I have a first freshener who only had one kid... I'm new to goats, and didn't milk her out or anything for the first three weeks after she gave birth.
Now, I only get 1 to 1.5 pounds from her at each milking.

Did I mess up by not milking her out every day in the beginning, since she had only one kid? I'm thinking her body adjusted to producing enough for one kid, and this is all that I get now...
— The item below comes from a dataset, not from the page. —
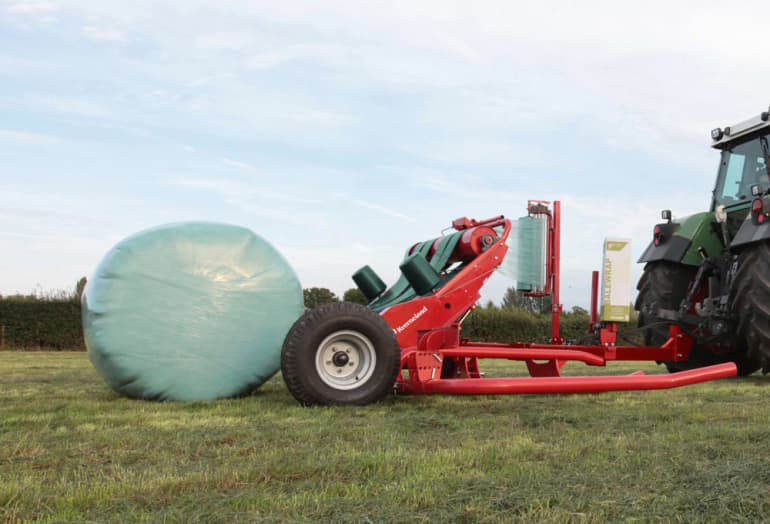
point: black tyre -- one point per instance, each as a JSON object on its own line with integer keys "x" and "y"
{"x": 664, "y": 285}
{"x": 751, "y": 303}
{"x": 341, "y": 353}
Or should I not breed her anymore? Her sister who I also didn't milk out for three weeks after her giving birth to 3 kids, now gives 2.5 to 3 pounds per milking...

Thanks!


----------



## lissablack (Nov 30, 2009)

What kind of goat is she? How old is she? I would be inclined to give her another chance, personally. It probably does make a difference that she is feeding a single kid.


----------



## Eric (May 18, 2012)

She's a Nubian. 3 years old. She's a nice goat, good milking manner. 
Her udders definitely aren't as large as some people's pictures of heavy production first fresheners though!


----------



## ThreeHavens (Oct 20, 2011)

Some goats are late bloomers. Our best milk producer took several freshenings (sp?) to really pick up speed (=


----------



## Tenacross (May 26, 2011)

Is her kid still nursing her?


----------



## lissablack (Nov 30, 2009)

I think many nubians make less milk than the other big dairy goats, but personally I think it is better milk. It is richer, generally, which is tied to volume. Usually. Not long ago nubians were dual purpose goats.


----------



## Eric (May 18, 2012)

Yes, her kid is still nursing her all day. I just milk her in the morning before letting all the noisies out to suck. This 'busy man's' method probably isn't best when there is only one to drink her dry the rest of the day...


----------



## xxLavenderxDreamsxx (Apr 28, 2012)

Hmm, I know that not milking her out the first few days is healthy for her system but maybe waiting 3 weeks was a little much? ( I'm still very much a beginner, myself so I'm just giving my 2 cents here :roll: ) I do know that some goats just take more time to settle than others - espically if it's only her first freshening. I have one goatie who always gave very little, but I put her on the strictest schedule of milking (plus giving her more than enough water, brush and minerals) and she doubled her production in a two weeks!

Milking seems to be an art not a science, so good luck!! :hug:


----------



## jona (Jan 16, 2011)

I would definitely give her another chance. My best producer who is milking 6+ pounds per milking after having twins this year, started out at 3# per day as a first freshener. I also raise Nubians.


----------